Sure, lab-grown meat sounds like the stuff of sci-fi movies set far into the future—but what if we told you it could be in your local grocery store by late 2018?
Turns out, Hampton Creek—the company behind a variety of vegan packaged foods from mayo to cookie dough to salad dressings—is planning to make that happen.
Last week, the company announced that it’s been working on technology to produce lab-grown meat and seafood; and in an interview with Quartz, the company’s CEO Josh Tetrick said they’ll have product on store shelves by the end of next year. Other startups working on so-called “clean meat” produced in a lab aren’t expected to get anything to market until 2021.
While this lab-grown meat is expected to cost up to 30 percent more than its real meat counterpart, price will supposedly decrease over time, and Hampton Creek estimates that production will be 10 times more efficient than traditional meat production—using less water, land and energy, according to a SFGate article.
Excited? Scared? Confused? Wondering what the heck lab-made meat even is? Let us (try to) explain. While many of the specifics remain under wraps, lab-grown meat is essentially produced by culturing (a.k.a. growing in an artificial medium) meat cells in large vats. Of course, meat cells won’t reproduce on their own, so something needs to be added to the mix to make that happen.

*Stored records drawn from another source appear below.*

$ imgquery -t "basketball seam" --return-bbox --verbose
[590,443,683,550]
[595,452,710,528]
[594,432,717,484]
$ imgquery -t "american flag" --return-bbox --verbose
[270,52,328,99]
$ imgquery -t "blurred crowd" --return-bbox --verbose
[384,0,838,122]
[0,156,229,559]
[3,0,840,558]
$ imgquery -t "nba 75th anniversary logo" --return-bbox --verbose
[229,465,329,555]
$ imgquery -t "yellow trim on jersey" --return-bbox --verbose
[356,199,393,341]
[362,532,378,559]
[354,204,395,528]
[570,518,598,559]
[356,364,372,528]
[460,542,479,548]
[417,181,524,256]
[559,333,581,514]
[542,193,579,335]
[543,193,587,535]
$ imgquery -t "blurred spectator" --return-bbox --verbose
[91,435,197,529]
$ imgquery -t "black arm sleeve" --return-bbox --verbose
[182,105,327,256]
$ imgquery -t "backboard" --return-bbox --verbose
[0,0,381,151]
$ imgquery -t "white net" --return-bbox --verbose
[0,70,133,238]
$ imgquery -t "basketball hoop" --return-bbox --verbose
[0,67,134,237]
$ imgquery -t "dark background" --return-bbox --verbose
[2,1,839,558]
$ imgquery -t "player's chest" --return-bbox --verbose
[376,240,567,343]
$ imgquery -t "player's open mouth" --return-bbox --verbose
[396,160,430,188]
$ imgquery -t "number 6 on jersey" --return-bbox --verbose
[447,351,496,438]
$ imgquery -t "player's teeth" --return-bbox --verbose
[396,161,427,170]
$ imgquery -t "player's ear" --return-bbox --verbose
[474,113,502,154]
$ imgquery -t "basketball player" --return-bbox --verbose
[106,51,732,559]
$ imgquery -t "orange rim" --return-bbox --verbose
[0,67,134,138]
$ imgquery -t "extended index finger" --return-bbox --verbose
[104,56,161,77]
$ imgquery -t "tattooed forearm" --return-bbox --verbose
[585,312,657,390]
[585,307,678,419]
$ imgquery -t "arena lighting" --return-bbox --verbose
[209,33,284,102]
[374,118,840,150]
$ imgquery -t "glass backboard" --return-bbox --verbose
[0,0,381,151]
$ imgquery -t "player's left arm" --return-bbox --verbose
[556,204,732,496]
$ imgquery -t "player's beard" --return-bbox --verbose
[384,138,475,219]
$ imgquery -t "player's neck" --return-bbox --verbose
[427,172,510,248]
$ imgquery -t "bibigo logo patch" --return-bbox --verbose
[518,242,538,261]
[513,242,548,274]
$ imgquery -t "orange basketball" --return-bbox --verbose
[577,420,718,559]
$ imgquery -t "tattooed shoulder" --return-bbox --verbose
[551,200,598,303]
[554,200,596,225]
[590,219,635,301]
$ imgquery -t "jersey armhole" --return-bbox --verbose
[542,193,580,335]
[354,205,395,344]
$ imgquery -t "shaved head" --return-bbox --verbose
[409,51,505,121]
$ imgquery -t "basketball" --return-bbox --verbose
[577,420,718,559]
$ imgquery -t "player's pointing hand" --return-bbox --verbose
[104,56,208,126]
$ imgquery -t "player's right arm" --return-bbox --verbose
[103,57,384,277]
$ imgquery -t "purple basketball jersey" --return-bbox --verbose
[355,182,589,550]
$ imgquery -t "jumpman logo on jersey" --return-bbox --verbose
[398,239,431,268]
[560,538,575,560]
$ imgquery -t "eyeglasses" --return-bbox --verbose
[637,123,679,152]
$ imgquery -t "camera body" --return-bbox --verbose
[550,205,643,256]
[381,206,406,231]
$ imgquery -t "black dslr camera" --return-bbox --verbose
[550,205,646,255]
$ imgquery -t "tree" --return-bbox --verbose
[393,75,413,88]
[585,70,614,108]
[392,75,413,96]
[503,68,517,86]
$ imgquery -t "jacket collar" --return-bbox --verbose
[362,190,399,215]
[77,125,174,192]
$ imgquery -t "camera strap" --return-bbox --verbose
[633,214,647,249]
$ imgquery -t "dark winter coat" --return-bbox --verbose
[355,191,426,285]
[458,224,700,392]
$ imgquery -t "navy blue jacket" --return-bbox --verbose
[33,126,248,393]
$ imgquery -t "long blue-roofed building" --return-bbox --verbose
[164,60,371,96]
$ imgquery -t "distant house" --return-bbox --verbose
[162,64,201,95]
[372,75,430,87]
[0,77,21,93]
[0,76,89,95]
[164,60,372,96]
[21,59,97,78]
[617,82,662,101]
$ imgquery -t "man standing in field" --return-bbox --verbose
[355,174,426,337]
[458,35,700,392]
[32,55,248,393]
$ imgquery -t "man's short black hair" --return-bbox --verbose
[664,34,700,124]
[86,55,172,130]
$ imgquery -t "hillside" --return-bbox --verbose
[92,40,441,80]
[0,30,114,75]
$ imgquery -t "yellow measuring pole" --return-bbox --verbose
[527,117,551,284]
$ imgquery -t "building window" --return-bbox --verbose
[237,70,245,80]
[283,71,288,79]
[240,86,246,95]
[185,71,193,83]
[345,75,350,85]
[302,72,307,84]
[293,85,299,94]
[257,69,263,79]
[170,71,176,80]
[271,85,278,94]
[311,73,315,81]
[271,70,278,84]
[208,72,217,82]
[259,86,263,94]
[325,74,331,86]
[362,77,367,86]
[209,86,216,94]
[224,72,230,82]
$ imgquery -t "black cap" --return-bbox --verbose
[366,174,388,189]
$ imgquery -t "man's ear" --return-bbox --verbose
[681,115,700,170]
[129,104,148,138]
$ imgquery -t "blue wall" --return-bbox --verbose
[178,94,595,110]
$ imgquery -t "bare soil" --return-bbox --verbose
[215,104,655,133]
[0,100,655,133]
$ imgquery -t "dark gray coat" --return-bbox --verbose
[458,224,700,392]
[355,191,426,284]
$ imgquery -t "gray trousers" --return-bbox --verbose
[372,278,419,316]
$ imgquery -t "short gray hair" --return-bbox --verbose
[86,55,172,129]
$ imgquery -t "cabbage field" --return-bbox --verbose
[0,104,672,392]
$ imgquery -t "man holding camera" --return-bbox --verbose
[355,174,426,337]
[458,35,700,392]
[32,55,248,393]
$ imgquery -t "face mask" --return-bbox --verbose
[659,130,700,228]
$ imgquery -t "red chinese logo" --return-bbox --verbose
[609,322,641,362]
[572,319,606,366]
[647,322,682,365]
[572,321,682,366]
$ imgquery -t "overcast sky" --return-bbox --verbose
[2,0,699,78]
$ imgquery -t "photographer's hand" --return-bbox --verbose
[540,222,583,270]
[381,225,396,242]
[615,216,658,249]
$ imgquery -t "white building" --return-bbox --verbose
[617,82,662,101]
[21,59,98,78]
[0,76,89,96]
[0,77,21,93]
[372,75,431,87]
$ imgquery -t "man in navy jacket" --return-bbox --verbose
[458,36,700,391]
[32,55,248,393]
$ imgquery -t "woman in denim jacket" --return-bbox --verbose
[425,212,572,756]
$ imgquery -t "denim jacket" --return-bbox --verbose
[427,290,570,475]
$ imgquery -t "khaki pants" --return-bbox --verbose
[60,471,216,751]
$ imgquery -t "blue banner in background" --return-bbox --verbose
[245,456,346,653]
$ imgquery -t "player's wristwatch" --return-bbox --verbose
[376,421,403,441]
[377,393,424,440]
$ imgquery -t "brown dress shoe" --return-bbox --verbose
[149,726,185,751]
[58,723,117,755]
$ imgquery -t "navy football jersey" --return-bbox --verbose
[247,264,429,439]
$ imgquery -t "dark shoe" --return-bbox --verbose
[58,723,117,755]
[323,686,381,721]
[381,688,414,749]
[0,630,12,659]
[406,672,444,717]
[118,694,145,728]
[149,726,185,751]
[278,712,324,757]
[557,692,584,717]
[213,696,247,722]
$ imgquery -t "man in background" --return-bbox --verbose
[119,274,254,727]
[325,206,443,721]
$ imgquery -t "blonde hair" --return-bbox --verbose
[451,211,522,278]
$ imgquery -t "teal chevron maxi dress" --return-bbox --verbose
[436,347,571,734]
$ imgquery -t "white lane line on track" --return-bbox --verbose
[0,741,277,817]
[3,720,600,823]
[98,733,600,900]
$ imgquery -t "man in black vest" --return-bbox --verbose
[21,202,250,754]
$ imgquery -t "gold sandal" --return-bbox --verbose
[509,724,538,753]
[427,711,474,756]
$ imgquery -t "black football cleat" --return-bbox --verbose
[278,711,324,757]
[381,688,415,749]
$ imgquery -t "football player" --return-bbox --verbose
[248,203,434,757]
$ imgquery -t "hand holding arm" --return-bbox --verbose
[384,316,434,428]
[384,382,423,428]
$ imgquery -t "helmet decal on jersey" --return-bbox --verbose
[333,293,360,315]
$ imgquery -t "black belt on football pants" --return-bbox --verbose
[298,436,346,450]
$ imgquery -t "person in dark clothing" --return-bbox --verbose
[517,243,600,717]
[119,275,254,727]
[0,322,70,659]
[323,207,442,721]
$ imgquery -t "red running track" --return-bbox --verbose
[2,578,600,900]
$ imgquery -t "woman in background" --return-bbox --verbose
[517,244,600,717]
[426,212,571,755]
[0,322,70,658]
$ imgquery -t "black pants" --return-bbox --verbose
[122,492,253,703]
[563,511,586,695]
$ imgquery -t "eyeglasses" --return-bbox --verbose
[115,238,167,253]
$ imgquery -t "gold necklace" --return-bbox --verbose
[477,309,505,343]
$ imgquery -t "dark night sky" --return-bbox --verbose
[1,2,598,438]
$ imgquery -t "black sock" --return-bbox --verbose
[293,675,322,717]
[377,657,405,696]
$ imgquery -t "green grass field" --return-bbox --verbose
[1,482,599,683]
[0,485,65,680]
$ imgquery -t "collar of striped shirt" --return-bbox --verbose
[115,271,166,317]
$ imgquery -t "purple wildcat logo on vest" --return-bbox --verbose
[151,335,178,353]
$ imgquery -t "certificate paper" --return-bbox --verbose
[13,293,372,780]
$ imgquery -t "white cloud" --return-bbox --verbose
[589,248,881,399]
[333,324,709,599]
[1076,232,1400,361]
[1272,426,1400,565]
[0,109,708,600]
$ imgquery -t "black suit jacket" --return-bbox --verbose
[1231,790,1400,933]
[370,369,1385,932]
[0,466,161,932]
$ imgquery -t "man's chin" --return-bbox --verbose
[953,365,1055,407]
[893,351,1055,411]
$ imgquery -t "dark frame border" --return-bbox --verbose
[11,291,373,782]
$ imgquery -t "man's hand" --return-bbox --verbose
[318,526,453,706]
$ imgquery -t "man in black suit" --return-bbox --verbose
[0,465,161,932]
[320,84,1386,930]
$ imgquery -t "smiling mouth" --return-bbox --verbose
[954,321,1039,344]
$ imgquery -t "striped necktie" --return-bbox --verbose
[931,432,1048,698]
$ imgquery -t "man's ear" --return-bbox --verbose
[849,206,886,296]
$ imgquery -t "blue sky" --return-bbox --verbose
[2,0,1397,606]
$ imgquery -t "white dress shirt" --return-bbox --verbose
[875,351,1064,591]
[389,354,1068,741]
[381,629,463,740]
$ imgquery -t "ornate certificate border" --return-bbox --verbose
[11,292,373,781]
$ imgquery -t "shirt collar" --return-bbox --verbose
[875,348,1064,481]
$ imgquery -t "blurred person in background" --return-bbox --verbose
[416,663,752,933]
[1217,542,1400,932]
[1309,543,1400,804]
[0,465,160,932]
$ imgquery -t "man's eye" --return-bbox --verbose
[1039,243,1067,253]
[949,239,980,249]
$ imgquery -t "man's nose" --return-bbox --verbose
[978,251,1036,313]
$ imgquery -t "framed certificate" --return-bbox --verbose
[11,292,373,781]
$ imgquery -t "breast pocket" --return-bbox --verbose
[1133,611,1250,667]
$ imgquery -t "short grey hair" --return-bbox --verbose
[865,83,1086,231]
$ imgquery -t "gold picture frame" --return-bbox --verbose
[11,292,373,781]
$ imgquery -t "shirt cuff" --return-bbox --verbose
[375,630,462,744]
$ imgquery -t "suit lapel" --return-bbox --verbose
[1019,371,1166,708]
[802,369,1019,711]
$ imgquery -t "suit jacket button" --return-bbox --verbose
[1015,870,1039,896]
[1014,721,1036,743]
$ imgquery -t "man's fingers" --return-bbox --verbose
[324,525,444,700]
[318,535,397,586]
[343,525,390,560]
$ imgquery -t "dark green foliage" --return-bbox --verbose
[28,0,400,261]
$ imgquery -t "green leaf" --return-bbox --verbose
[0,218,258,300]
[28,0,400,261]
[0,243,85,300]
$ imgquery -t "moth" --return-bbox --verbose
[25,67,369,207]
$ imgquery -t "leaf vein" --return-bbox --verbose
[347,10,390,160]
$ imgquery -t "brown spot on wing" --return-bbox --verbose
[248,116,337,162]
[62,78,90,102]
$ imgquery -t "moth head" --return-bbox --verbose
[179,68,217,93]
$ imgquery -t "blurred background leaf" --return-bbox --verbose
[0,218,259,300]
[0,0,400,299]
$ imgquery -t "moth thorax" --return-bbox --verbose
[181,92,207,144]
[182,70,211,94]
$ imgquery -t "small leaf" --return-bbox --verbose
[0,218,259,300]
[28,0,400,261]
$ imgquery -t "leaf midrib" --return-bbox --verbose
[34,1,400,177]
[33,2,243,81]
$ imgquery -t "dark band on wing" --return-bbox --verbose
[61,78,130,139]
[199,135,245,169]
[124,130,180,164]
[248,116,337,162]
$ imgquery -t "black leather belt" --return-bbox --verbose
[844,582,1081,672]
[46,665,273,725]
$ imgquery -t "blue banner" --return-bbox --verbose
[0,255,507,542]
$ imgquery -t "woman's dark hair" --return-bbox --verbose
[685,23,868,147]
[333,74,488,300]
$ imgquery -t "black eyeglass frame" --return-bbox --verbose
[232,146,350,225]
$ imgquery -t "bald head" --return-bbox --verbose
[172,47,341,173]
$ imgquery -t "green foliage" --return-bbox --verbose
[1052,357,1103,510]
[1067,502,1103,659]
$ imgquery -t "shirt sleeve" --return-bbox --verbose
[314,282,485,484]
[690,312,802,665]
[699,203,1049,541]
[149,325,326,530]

Enter: fetal bovine serum, a nutrient-rich component of blood that’s extracted from the hearts of cow fetuses, and that is commonly used in scientific labs to culture various types of cells.
The process results in small bits of meat with the same molecular structure as regular meat that can be treated like ground beef when mixed together. (Sorry, no lab-grown T-bone steaks just yet.)
This, however, means that—as it is currently made—lab-grown meat isn’t vegetarian, and may not be so ethical either, since the process by which fetal bovine serum is obtained does not result in the fetus surviving, and may actually cause pain to the fetus before it dies. (Here’s why it’s more important to be an ethical omnivore than a vegetarian.)
But, according to the Quartz article, the director of Hampton Creek’s biochemistry division Viviane Lanquar says that the company’s scientists are investigating other ways to trigger meat cells to reproduce such as replacing the cow blood with nutrients coming from plants.
Clearly, more progress needs to be made before lab-grown meat is an affordable and appealing protein option—and even then, we have a feeling that environmentally conscious consumers are going to need some pretty compelling evidence that this stuff is the eco meat we’ve all been waiting for. (These are the 6 healthiest meats for you and the planet.)
Our advice: If you want to reduce your carbon footprint and promote more humane treatment of animals, seek out organic, grass-fed or pastured meat options, and replace or supplement some of your animal protein with protein-rich organic vegetables.